Updated 5 months ago

Stress in Teenagers: Patterns Rival Adult Stress
Health Watch – March 11, 2014
Dr. David Prescott – Eastern Maine Medical Center Behavioral Medicine

Teenagers in the Stress In America Survey: Each year, the American Psychological Association conducts a national survey to examine Americans’ perceived level of stress, sources of stress, and how we are coping. This year’s survey continues to suggest that most Americans find their stress level to be higher than they would like. But, this year’s survey revealed that the stress outlook for teenagers mirrors that of adults, and that stress negatively impacts the lives of many of our teens.
The Negative Impact of Stress Begins Before Adulthood: In 2013, American teenagers rated their level of stress higher than adults for the month prior to being surveyed. Like adults, most teenagers believe that their stress level is higher than it ought to be. Not surprisingly, teenagers report that their stress level is higher during school months than when school is not in session. And, about one-third of teenagers believe that their stress will get worse in the coming year.
Stress is Part of Life – But How Well Do Teens Cope? Most health experts agree that some level of stress is unavoidable. A more relevant question than whether or not people feel high levels of stress, is how they address it. In this area, it appears that teenagers, like adults, are more likely to use sedentary or passive coping techniques, rather than techniques which promote physical and emotional wellness. For example, frequent coping responses that teenagers use to cope with stress include:
· Playing video games (46% of teens report this as stress coping technique)
· Going online or surfing the Internet (43% of teens report this as stress coping technique)
· Watch TV or movies (36% of teens report this as stress coping technique)
· Reducing Sleep (teens with less than 8 hours of sleep per night rate their personal stress higher than teens who sleep at least 8 hours)
How well to Teens Understand the Impact of Stress on Their Health? Like adults, teenagers appear to downplay the impact of stress on their physical and emotional health. However, it appears that teenagers are less likely than adults to acknowledge that stress can have negative health consequences. For example:
· 54% of teens say that stress has little or no impact on their physical health;
· 52% say stress has little or no impact on their emotional health.
Yet, when questions are phrased in terms of specific behaviors, teenagers readily acknowledge that stress makes them more nervous, angry, and tired.

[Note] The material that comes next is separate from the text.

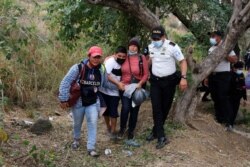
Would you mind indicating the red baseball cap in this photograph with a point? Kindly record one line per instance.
(94, 51)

Teaching Teenagers More Effective Stress Management: Helping teenagers develop effective stress coping strategies can have lifelong benefits. Some ideas for places to start include:
1. Move your body. Physical activity is one of the most effective stress busters. That doesn’t mean you have to go for a jog if you hate running. Find activities you enjoy and build them into your routine such as yoga, hiking, biking, skateboarding or walking. The best types of physical activities are those that have a social component. Whether you’re into team sports, or prefer kayaking or rollerblading with a friend or two, you’re more likely to have fun – and keep at it – if you’re being active with friends.
2. Get enough shut-eye. Between homework, activities and hanging with friends, it can be hard to get enough sleep, especially during the school week. Ideally, adolescents should get nine hours a night. Most teens, though, are getting less. According to APA’s Stress in America Survey, teens say they sleep an average of just 7.4 hours on a school night. That’s unfortunate, since sleep is key for both physical and emotional well-being. To maximize your chance of sleeping soundly, cut back on watching TV or engaging in a lot of screen time in the late evening hours. Don’t drink caffeine late in the day and try not to do stimulating activities too close to bedtime.
3. Let yourself shine. Spend some time really thinking about the things you’re good at, and find ways to do more of those things. If you’re a math ace, you might tutor a younger neighbor who’s having trouble with the subject. If you are a spiritual person, you might volunteer at your church. If you’re artistic, take a photography class. Focusing on your strengths will help you keep your stresses in perspective.